Once Gene got there, we (Patrick, my mom and I) got in the car and raced to the hospital. I was genuinely afraid I would have the baby on the way. We got there at about 7:30 and my mom bypassed hospital admissions and put me straight in a room. They gave me a gown and I threw my clothes off without paying much attention to where they ended up. Then the nurse checked me and I was 9.5cm dilated and she said she could feel the bag bulging. I really wanted to push, but the doctor wasn’t there yet. My mom put on gloves and that made me feel better. She told me to bear down just hard enough to relieve the pressure.
Finally the doctor arrived and they let me push. Two pushes later and Joseph Calvin Obadiah arrived. I am skipping over the pushing part because I hate pushing and I am pretty certain I fought against the process at that point – at least a little. To push as hard as you can for a count of ten just seems so long when you’re delivering a baby. But he was born and was healthy and pink. There wasn’t the time to get an IV or ask for meds or anything. I got to the hospital and then he joined us.

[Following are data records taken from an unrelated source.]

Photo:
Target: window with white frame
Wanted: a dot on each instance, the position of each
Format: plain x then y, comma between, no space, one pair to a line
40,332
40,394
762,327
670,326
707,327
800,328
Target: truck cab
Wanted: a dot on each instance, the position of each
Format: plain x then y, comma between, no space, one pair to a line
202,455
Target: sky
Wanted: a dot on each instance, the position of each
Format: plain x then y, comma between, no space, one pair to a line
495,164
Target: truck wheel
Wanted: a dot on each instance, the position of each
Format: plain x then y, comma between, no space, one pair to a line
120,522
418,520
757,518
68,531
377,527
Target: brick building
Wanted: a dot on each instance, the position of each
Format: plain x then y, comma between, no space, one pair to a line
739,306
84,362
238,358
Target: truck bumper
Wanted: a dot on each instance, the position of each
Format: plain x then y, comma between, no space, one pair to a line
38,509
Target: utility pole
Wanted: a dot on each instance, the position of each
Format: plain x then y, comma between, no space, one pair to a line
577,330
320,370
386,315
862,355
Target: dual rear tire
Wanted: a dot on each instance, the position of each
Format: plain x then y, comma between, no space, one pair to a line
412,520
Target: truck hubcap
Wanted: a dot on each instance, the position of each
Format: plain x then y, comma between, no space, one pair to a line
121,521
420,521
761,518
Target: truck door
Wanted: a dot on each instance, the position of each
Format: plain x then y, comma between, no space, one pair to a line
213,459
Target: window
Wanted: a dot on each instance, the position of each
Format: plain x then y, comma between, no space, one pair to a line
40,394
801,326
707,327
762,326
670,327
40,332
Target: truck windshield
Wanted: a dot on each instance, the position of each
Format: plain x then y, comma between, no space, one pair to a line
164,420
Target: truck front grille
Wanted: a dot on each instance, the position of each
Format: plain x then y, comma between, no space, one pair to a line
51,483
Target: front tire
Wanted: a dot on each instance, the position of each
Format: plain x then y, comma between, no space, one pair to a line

I slept between each contraction when I labored with Bo and Maggie was back labor. Luna was my only delivery with medication and Joe was my super fast labor.
But there were other essential differences with this labor and delivery. As the first delivery after losing Luna, each squeak, squeal and cry was a triumph. Every newborn coo and sigh and cuddle was a moment of relief and rejoicing. I thought my heart would burst as overnight, my husband slept snoring on the couch beside me and my newborn slept sighing and squeaking in the cradle on the other side of me. When they took Joe to the nursery to do some routine tests and things, I honestly forgot for a moment that they would bring him back at some point. They never brought Luna back and I was left to recover alone and for just a brief second, I thought that was happening again.
Now that we are home, I find myself making other adjustments. I don’t think I have put this baby boy down for more than a few minutes. I hover around people holding him and have become a little clingy. If he wants to stay up all night, we stay up all night. And I am not even mad at him for it. My neck has an ache from sleeping on the couch and my arm cramps up from holding him too long, but I don’t even mind. I live to hear him laugh in his sleep and to hear him sigh when I kiss his head. I know this can’t go on forever, but for right now, I am giving him whatever makes him happy.
And I am happy. God is good. But I keep reminding myself that even if something had gone wrong – even if I had lost my Joe, God is still good. All the time. ALL the time.